Related: Kyle Dugger’s second year in the NFL is all about getting even more comfortable

NFL: JAN 03 Jets at Patriots Photo by Fred Kfoury III/Icon Sportswire via Getty Images

Kyle Dugger did not have the benefit of playing power five football in college. He did not have the benefit of a normal offseason after entering the NFL. He also did not have the benefit of using the preseason to adapt to the NFL league. And yet, he delivered one of the most impressive rookie campaigns in recent New England Patriots history.

Entering his second year as a pro, Dugger’s goal is to build on this success and get more comfortable within his role in the New England system. One person that should help him accomplish all that is Patriots Hall of Famer Rodney Harrison.

Harrison has taken over a mentorship role for Dugger, and recently spoke with ESPN Boston’s Mike Reiss about it.

“Right after the draft, they gave me his number and I just called him. I reached out and talked to him. Even this offseason, I text him and say, ‘Hey, send me some clips you want me to look over of you in coverage,’” Harrison told Reiss.

Harrison spent 15 seasons in the NFL and helped the Patriots win a pair of Super Bowls in the early 2000s. He also earned a reputation as one of the league’s most physical players, and a tone setter in the secondary. Now, the hope is that he will be the same for Dugger: a mentor, and somebody to help him make the famous second-year jump.

At least so far, the youngster has left a positive impression on Harrison.

“I love the kid, his attitude. He’s such a humble kid, and he wants to be really good. He asks questions,” he said.

Dugger himself acknowledged during a recent media conference call that he had studied Harrison during the offseason. Harrison, meanwhile, has given the former second-round draft choice some words of advice as well.

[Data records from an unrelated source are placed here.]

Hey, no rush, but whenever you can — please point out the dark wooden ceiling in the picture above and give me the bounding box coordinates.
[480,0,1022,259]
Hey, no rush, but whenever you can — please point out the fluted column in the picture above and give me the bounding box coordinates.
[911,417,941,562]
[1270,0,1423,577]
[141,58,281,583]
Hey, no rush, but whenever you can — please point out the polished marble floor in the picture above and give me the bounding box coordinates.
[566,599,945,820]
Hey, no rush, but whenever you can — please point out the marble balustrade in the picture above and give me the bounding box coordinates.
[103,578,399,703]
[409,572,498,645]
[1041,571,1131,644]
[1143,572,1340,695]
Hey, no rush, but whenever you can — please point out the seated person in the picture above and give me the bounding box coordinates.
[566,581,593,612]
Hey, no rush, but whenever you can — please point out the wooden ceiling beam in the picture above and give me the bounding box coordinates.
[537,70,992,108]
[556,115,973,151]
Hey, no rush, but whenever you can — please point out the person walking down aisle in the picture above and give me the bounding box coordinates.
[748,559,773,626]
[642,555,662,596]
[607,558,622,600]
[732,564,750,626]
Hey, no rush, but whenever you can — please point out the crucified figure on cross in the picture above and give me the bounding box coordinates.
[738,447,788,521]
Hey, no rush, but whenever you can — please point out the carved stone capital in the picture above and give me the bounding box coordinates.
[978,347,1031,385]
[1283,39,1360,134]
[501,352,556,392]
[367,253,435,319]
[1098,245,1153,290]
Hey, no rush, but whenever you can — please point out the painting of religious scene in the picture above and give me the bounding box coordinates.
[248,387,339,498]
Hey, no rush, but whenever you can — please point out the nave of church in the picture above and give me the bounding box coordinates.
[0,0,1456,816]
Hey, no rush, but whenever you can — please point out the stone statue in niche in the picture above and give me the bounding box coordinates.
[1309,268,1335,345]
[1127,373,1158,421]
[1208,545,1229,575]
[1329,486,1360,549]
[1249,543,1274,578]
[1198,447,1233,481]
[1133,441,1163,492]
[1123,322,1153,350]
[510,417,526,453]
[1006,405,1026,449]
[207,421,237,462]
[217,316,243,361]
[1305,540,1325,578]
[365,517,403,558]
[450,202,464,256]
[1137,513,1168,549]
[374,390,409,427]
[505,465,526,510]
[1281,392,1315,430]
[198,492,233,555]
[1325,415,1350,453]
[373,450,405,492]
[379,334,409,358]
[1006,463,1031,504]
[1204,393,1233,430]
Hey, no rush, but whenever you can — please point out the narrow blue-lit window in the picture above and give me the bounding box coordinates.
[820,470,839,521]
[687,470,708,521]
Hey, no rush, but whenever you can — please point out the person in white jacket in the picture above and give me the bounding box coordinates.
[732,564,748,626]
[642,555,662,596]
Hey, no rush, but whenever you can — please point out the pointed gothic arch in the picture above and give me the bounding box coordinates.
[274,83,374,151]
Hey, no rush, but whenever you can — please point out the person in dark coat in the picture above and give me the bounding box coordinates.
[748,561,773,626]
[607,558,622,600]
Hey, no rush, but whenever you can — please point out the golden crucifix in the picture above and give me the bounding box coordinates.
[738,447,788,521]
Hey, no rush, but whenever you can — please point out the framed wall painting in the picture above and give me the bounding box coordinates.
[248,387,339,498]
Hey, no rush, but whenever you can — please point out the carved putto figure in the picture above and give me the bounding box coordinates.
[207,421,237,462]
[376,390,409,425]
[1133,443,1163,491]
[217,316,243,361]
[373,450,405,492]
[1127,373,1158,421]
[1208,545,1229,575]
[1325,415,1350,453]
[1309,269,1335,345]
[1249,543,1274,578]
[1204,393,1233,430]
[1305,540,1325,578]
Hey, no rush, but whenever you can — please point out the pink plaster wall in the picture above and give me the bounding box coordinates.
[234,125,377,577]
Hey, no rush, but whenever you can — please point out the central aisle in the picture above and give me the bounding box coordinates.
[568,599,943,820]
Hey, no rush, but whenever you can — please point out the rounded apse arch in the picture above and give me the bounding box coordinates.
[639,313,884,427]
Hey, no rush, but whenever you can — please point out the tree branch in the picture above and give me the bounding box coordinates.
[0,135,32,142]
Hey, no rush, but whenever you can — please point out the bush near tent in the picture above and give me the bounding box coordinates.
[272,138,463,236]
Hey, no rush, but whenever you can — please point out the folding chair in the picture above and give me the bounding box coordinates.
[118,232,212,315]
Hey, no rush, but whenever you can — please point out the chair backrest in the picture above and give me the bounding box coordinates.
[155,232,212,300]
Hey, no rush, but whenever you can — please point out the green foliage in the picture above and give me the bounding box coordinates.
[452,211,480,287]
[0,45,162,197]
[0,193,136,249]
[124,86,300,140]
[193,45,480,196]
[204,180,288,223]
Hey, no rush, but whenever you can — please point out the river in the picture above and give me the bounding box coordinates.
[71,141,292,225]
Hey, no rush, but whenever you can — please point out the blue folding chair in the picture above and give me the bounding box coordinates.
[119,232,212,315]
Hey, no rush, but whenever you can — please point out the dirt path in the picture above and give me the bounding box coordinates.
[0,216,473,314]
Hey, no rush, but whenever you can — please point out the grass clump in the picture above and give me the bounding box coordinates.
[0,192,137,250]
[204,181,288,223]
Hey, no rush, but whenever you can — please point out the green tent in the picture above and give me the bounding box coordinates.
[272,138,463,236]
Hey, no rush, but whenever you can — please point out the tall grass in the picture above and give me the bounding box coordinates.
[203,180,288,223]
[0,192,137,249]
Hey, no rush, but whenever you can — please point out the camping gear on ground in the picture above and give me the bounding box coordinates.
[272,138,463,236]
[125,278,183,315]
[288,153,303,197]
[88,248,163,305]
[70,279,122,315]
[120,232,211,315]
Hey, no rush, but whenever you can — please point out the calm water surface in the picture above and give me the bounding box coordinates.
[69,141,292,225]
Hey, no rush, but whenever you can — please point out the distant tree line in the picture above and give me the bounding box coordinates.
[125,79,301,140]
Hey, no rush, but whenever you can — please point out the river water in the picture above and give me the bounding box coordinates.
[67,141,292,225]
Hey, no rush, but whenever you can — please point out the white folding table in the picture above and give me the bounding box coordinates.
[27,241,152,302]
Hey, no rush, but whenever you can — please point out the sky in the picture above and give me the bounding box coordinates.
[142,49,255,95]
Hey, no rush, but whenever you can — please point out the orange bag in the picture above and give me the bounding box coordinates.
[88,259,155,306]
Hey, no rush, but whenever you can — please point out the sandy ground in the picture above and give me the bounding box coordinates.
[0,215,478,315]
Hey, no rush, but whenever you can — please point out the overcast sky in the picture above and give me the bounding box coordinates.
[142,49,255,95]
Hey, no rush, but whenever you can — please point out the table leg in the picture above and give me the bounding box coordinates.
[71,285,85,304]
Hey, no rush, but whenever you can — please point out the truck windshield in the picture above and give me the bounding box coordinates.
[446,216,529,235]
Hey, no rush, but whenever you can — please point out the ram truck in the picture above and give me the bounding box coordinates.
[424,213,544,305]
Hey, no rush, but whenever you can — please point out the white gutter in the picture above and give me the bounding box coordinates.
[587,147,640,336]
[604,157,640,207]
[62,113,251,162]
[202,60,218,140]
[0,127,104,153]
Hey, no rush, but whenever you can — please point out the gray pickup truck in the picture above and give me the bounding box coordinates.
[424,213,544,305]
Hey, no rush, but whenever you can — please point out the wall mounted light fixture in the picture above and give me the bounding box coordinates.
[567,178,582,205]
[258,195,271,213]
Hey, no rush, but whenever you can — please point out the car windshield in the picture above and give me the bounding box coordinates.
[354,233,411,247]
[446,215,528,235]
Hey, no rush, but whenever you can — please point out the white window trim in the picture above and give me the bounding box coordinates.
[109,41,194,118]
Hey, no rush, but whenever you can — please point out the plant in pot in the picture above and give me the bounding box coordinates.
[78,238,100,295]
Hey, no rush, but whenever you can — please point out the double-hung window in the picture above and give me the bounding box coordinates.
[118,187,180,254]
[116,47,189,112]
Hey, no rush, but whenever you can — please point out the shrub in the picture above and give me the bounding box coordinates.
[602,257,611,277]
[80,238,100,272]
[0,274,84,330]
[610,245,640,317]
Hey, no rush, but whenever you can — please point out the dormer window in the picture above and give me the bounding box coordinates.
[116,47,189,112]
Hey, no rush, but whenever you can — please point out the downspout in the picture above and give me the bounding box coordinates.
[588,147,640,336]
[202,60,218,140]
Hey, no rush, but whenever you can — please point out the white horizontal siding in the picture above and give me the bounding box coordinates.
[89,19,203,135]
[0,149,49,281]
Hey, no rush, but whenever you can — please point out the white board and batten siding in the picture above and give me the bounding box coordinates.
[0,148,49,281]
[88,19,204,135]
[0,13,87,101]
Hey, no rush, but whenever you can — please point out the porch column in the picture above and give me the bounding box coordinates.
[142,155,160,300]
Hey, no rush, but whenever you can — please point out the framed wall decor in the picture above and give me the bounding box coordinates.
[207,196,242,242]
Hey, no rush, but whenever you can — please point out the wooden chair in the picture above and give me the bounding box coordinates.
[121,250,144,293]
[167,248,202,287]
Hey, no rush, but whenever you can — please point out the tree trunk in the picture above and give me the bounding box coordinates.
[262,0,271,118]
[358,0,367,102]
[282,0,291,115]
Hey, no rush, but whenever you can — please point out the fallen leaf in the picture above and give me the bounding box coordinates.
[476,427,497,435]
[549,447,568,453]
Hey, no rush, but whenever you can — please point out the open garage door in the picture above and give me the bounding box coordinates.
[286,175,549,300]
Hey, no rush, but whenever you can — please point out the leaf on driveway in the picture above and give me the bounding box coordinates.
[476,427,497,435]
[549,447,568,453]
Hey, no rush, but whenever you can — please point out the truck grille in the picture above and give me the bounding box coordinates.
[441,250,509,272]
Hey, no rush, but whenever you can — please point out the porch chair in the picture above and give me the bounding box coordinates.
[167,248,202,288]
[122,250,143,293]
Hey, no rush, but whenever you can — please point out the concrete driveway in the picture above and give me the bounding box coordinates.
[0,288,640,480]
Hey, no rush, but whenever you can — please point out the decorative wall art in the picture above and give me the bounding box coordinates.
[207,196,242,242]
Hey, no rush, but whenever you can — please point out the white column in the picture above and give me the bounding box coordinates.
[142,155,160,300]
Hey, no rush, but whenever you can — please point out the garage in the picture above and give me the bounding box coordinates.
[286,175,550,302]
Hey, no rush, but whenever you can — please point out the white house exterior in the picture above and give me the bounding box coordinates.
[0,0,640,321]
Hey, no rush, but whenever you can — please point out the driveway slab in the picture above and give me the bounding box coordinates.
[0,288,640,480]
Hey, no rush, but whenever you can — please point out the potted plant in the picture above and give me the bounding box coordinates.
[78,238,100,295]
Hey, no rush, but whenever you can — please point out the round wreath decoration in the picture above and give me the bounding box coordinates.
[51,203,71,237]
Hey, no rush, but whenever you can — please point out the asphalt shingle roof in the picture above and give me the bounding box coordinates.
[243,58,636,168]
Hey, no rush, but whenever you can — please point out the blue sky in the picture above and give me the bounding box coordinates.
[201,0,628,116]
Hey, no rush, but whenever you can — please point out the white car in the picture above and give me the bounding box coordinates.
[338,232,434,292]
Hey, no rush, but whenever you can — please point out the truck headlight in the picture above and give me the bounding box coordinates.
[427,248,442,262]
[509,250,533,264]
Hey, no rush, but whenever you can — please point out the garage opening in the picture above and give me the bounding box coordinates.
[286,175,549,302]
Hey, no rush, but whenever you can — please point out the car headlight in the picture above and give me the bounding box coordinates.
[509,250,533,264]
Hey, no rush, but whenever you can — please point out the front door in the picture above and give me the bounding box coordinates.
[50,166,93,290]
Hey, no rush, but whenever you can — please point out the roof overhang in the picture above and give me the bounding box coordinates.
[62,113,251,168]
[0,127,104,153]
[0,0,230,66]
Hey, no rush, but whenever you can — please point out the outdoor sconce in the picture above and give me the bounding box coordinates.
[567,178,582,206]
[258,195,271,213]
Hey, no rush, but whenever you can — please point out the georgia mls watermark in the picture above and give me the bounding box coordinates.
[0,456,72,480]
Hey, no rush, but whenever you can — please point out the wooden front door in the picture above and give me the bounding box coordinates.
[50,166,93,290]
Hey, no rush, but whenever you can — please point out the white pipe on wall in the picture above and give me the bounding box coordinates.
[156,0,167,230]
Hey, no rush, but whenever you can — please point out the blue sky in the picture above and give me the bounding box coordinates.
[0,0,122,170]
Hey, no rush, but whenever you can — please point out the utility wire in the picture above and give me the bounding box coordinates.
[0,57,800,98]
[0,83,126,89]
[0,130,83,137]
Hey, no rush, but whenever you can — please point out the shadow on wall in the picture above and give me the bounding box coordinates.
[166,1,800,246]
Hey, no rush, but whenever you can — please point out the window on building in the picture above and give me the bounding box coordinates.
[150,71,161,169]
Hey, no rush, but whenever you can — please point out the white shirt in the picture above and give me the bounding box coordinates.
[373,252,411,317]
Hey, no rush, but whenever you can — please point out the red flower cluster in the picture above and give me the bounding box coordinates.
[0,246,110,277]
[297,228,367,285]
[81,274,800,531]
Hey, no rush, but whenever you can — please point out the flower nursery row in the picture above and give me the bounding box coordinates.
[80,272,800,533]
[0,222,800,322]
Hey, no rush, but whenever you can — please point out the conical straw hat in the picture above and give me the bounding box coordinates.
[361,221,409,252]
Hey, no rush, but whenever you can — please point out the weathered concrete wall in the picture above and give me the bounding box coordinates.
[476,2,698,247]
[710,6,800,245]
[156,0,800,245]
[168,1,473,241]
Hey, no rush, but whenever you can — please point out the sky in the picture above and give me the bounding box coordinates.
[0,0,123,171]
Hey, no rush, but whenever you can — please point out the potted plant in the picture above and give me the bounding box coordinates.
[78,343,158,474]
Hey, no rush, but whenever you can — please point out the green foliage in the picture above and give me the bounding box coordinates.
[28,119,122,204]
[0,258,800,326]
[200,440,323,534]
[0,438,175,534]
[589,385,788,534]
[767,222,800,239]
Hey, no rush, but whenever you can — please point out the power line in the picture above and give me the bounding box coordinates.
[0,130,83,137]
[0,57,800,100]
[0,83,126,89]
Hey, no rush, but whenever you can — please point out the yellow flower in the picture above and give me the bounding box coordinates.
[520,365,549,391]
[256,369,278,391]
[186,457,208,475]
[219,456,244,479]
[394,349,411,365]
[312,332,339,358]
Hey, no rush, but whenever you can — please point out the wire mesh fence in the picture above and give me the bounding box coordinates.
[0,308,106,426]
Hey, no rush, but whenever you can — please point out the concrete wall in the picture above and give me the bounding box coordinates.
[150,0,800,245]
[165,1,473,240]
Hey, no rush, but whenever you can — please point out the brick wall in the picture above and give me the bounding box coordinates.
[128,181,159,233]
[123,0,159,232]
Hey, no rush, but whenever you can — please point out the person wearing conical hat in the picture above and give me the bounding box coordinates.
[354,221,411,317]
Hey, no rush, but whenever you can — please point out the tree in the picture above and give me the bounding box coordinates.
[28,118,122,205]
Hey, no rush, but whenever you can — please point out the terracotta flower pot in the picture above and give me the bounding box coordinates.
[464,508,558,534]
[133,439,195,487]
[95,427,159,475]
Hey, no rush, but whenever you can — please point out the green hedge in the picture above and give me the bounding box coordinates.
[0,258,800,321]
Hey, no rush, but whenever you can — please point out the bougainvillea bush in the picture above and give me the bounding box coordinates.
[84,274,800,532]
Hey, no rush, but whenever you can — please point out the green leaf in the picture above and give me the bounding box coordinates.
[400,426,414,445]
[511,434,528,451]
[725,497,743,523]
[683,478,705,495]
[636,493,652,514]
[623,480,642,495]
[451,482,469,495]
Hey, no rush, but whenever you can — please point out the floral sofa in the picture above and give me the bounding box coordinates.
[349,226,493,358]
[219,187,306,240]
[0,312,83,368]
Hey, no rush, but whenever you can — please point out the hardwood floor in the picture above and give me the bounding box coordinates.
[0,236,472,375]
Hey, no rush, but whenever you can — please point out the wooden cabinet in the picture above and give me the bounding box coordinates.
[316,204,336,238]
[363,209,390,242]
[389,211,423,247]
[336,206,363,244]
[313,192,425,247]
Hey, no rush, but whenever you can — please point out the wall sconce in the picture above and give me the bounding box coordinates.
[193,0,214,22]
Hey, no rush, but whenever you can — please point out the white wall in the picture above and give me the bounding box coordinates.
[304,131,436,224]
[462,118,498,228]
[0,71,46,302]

“I’ve been telling him ‘You can cover. You just have to believe in yourself a little bit more. Don’t give those tight ends free releases. Get up there and jam them — you’re a big kid, you’re strong, so get up there and challenge them and don’t make it easy for them,’” he said.

In his first season, Dugger already showed an ability to make positive plays in the Patriots secondary. Playing a role similar to the one Harrison used to fill between 2003 and 2008, he appeared in 14 of a possible 16 games and registered 64 tackles. Down the stretch, the then-rookie carved out a starter-level role in New England’s defensive backfield alongside fellow safeties Devin McCourty and Adrian Phillips.

Despite all that, Harrison still sees plenty room for growth.

“In the pass game, I just want to see him play with more confidence. He just has to believe what he sees. I tell him, ‘Believe what you see and go get it! Don’t second-guess yourself! Be aggressive! You don’t need to play careful,’” he said.

“In the run game, I think he’s tough and he’s starting to really see the line-block combinations; when the tight end blocks down and the tackle pulls, where he needs to go, where his proper fit is.”

While it remains to be seen whether or not Dugger can heed Harrison’s advice and become a true all-around safety, the Patriots legend himself is feeling confident.

“Having some veteran players around him, and him continuing to grow, I think he’s going to be a fantastic player.”